The wholesale move to virtualization in the data center often leaves an ugly problem in its wake: virtual machine sprawl. When it costs almost nothing to spin up a server, VMs tend to multiply. The count goes up and so does the burden on power, processing, memory and disk space — not to mention the security liability of an unattended server. These tips can help you identify ghost servers and keep systems running efficiently and safely.
The best way to manage ghost servers, of course, is to avoid creating them in the first place. If employees lack incentives to maintain or shut down servers, they may not do so. Create proper documentation by first identifying an owner for every system in the data center. Then create a chargeback system — even if it’s a zero-sum game — to make server owners actively acknowledge their servers by paying to keep them running. Finally, establish policies for patching, remote auditing and secure configuration to ensure that unattended servers don’t become a security liability.
Use network monitoring to find servers that have fallen under the radar. For physical devices, you can use switch port statistics, but in a virtual world you’ll have to rely on IP-level statistics from devices such as firewalls. If you’re concerned about the load that such logs might put on existing firewalls, drop an older, transparent one into the network with “permit all” rules that log to a dedicated server. One alternative method of capturing traffic is a dedicated NetFlow or IPFIX sensor. However, firewalls are better because they measure connections; NetFlow and IPFIX focus on volume, and thus can be deceptive.

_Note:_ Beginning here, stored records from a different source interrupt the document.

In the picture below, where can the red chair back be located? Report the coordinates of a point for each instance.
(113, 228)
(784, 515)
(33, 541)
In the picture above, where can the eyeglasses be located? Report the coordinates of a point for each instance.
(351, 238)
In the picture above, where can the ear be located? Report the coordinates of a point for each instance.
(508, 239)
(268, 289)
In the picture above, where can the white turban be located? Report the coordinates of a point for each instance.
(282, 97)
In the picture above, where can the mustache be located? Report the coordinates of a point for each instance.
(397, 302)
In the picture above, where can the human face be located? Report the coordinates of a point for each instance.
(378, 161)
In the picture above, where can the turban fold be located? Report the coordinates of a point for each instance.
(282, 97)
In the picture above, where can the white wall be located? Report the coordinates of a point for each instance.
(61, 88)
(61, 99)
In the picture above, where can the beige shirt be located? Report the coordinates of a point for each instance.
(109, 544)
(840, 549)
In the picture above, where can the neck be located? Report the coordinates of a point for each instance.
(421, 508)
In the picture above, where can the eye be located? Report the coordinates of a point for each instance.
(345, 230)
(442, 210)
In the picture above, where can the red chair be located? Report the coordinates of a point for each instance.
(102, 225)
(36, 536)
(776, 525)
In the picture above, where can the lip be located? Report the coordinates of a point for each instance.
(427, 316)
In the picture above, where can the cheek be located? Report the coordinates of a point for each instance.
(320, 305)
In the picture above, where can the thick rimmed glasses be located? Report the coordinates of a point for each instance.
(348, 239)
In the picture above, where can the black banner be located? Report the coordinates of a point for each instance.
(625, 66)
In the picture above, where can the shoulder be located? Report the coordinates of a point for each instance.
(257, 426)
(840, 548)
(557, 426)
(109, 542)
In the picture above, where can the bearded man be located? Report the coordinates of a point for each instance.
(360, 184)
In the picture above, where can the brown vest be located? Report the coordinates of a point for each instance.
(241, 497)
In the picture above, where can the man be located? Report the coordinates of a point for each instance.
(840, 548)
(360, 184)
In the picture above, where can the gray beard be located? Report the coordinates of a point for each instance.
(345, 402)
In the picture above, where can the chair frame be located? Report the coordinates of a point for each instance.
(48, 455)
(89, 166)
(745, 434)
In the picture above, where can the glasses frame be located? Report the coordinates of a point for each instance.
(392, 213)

Now start looking for incoming connections to the server. Be sure to drop any traffic from services such as backups, anti-malware and patch updates before generating your “bottom 10 percent” statistics. Outgoing traffic will be a mix of software updates and administrative traffic (such as Active Directory). But a server that nothing talks to is a prime candidate for investigation.
CPU usage can also help to identify these candidates, but it’s often misleading, especially if a server has a handful of Java services that have been CPU-bound for years without being noticed. Don’t laugh; this happens more often than you’d think.
Use other tools to expand the list of candidates. Add in any servers that are known security problems based on your vulnerability analyzer, and check your patch management system to see if it is complaining about systems far out of date. Keep investigating and whittle down your final list, which should be about 10 percent of the servers in your data center. Don’t worry about making a definitive list. This is an exercise you can repeat annually; any servers that slip through the cracks this time will be there next time.
Make sure you have management buy-in. The next step is the most dangerous, so you need to be sure that management has your back. With a list of candidate servers to shut down, make sure everyone knows what you’re doing and why you're doing it: to be more cost-effective, save resources and eliminate security holes.
Finally, start shutting servers down — with plenty of notice, a well-advertised plan and a willingness to reboot anything if someone shouts. This is where things get interesting. Don’t rush this step; it should be done in stages over a period of weeks. Once a server is down, leave it in place for up to six months to see if anyone notices and complains. If not, then finish the job: Back up the data and get rid of obsolete hardware or VM pointers.